Before a page can be indexed (and therefore appear within search results), it must first be crawled by search engine crawlers like Googlebot. There are many things to consider in order to get pages crawled and ensure they are adhering to the correct guidelines. These are covered within our SEO Office Hours notes, as well as further research and recommendations.
For more SEO knowledge on crawling and to optimize your site’s crawlability, check out Lumar’s additional resources:
Speed up re-crawling of previously noindexed pages by temporarily linking to them on important pages
Temporarily internally linking to previously noindexed URLs on important pages (such as the homepage) can speed up recrawling of those URLs if crawling has slowed down due to the earlier presence of a noindex tag. The example given was of previously noindexed product pages and John’s suggestion was to link to them for a couple of weeks via a special product section on the homepage. Google will see the internal linking changes and then go and crawl those linked-to URLs. It helps to show they are important pages relative to the website. However, he also stated that if significant changes are made to internal linking, it can cause other parts of your site which are barely indexed to drop out of the index—this is why he suggests using these links as a temporary measure to get them recrawled at the regular rate, before changing it back.
If a page is noindexed for a long period of time, crawling will slow down
Having a page set to noindex for a long time will cause Google’s crawling for it to slow down. Once a page is indexable again, crawling will pick up again, but it can take time for that initial recrawling to happen. He also mentioned that Search Console reports can show a worse situation than it actually is but you can use things like sitemaps and internal linking to speed up recrawling of them.
Merchant Center feeds can help eCommerce sites keep Google current when items go out of stock
Creating a Google Merchant Center feed is recommended for e-commerce sites that have items regularly going in and out of stock. This helps Google stay up-to-date by sending signals around product status and means that Google doesn’t need to depend on recrawling your webpages to detect and reflect updates to your product availability.
How to encourage Google to recrawl ‘back in stock’ product pages with internal linking
For eCommerce websites, it’s recommended to keep URLs live when a product temporarily goes out of stock. To encourage re-crawling by search engines once the item is back in stock, John suggests only temporarily removing internal links to the product page while the product is out of stock and then re-linking to it once the item is back. Deliberate internal linking (such as including internal links from the homepage) can give Google the best opportunity of finding and recrawling the page quickly.
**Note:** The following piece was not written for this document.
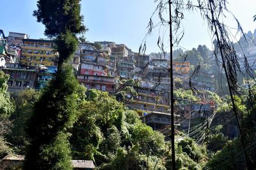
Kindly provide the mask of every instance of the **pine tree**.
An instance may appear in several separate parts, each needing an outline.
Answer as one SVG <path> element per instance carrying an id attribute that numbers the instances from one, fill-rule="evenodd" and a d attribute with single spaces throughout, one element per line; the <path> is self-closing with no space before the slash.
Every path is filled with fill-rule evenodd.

The URL parameter tool does not prevent pages from being crawled
John explained that any URLs set to be ignored within the URL Parameter tool may still be crawled, albeit at a much slower rate. Parameter rules set in the tool can also help Google to make decisions on which canonical tags should be followed.
Removing Low Quality Pages Takes Months to Impact Crawling and Site Quality
Removing low-quality pages from your site may have a positive impact on crawling the rest of the site, but could take 3-9 months until you see changes in crawling which can be measured using log files. Improvements in the overall site quality may take even longer to have an impact. It’s unusual to have any negative impact from removing cruft content.
Average Fetch Time May be Affected by Groups of Slower Pages
If Google is spending more time crawling a particular group of slow pages then it may make the average fetch time and crawled data look worse.
Rendered Page Resources Are Included in Google’s Crawl Rate
The resources that Google fetches when they render a page are included in Google’s crawling budget and reported in the Crawl Stats data in Search Console.
Algorithm Changes May Result in Changes to Crawl Rate
The number of pages which Google wants to crawl may change during algorithm changes, which may be due to some pages being considered less important to show in search results, or from crawling optimization improvements.
Specify Timezone Formats Consistently Across Site & Sitemaps
Google is able to understand different timezone formats, for example, UTC vs GMT. However, it’s important to use one timezone format consistently across a site and its sitemaps to avoid confusing Google.